RPGs are an inherently collaborative medium. Often the GM will be put in the position of the authority to shape the world and direct how it responds to players' actions, but that doesn't strictly need to be the case. In Fellowship there is a clear distinction in who can Command Lore about various things, usually giving Players the control over the lore surrounding their people (so an Elf character Commands who elves are in the setting, whether they are pixies, aliens or what have you). While this approach might not be useful in all games (such as games with established lore, like Star Wars), you can still incorporate the players' creativity in how the world works on a smaller level.
In our lengthy Princes of the Universe Exalted campaign we ran into an interesting situation. My character wanted to unite the setting's dysfunctional bureaucratic heaven to work for our characters. To that end, I suggested the character would go on a quest to find an artefact, the Crown of Thunders, and use it as a symbol to rally the bickering gods. The Crown had an important symbolic meaning to the gods and the Exalts, but it wasn't a concrete "this crown makes you a ruler of the heaven and solves your issue" thing. As such, some other players dismissed the idea, but the GM rolled with it without hesitation, and even the various NPCs started reinforcing the idea soon after. It was a nice way of approaching problem solving in RPGs - a player's idea becomes a solution to the problem by the dint of player suggesting it as a solution.
and establishing the Creation Ruling Mandate
As Fellowship hints, the GM is there to create problems for the players to solve. If they were to create solutions, you would either run into GM-PCs that have the foresight given to them by reading the script, or else they might be forcing the players to figure out their moon logic to solve a problem the way they envisioned. Either solution wouldn't be good. Since you can't expect the players to come up with the same ideas as the GM, then of course you need to allow for some leeway in how things can be solved, how the world will react and so on.

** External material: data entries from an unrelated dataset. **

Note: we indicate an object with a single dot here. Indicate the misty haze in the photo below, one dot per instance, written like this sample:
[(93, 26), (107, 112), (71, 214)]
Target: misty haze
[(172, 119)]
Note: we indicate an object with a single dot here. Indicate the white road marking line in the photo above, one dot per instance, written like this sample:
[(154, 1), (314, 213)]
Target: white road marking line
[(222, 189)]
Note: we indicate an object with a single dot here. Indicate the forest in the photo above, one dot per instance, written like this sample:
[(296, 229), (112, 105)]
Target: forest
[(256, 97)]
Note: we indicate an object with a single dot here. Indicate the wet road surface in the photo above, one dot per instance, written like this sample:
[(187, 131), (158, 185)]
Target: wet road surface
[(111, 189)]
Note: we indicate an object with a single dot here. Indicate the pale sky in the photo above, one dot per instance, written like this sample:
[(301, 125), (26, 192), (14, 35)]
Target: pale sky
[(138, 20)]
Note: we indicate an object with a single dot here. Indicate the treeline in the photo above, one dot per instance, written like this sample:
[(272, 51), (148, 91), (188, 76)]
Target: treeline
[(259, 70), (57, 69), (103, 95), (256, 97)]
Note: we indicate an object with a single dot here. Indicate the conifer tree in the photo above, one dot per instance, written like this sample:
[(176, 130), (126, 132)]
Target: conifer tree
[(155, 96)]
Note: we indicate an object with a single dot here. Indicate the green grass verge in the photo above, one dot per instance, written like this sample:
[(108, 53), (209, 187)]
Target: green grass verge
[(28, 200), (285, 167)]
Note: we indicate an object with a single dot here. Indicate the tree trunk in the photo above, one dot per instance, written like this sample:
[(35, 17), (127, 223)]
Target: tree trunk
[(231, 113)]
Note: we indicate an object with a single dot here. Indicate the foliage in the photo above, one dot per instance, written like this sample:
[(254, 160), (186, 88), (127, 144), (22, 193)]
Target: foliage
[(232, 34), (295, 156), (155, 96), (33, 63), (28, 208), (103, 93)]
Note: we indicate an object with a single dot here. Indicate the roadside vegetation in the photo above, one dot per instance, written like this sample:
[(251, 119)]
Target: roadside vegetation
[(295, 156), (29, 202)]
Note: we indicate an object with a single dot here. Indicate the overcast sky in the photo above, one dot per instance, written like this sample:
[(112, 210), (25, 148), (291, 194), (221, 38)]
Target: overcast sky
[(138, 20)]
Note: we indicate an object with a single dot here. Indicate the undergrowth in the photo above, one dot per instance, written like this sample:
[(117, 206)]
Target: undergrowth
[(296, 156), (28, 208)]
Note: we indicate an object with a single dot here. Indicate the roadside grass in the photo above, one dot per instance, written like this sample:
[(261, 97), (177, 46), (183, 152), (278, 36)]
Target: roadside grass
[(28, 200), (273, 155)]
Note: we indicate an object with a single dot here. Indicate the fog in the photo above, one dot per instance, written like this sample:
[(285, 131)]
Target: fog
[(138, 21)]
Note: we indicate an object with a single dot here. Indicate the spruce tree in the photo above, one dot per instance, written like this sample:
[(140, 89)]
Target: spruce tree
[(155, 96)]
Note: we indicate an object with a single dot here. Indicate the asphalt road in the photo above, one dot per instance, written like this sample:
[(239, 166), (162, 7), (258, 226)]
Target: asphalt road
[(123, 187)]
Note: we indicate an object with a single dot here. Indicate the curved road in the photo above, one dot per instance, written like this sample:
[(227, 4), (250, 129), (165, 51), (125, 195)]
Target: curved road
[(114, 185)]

You should be leaning into those ideas as a GM - not only asking your players what they want to do, but also what they want to accomplish with their actions. There is a difference between "I want to beat the guard up" and "I want to beat the guard up to rally the common people to storm the bastille with me" - one sounds like the combat is the end-point, while in the others the violence is a means to an end that might not be clear if it's not spelled out explicitly.
By talking about the desired outcomes you can set the correct expectations and let the players know if their actions won't have the desired outcome. It's best to be up-front about such things than to let players go goblin brain down a dead end. Sometimes that can be a "no", sometimes that can be a compromise ("if you beat this guard, that will work in your favour for convincing the people to rise up"), and sometimes it can lead to some different ideas being worked out ("maybe if you rally the people first and come in as a mob, the guards will actually join your just cause?").
Conclusions
Try to incorporate your player ideas into the game - you are here to create the story together, and it's good when the world conforms narratively to the player actions and ideas (whether that's reinforcing it, or fighting back against it in a satisfying way ("hey, would you want the system to try crushing you and throwing you in jail for daring to fight the guard to show how the government will oppress you, making your character a martyr?")). Just saying something "won't work" without offering some alternatives isn't as fun as championing even some wacky ideas.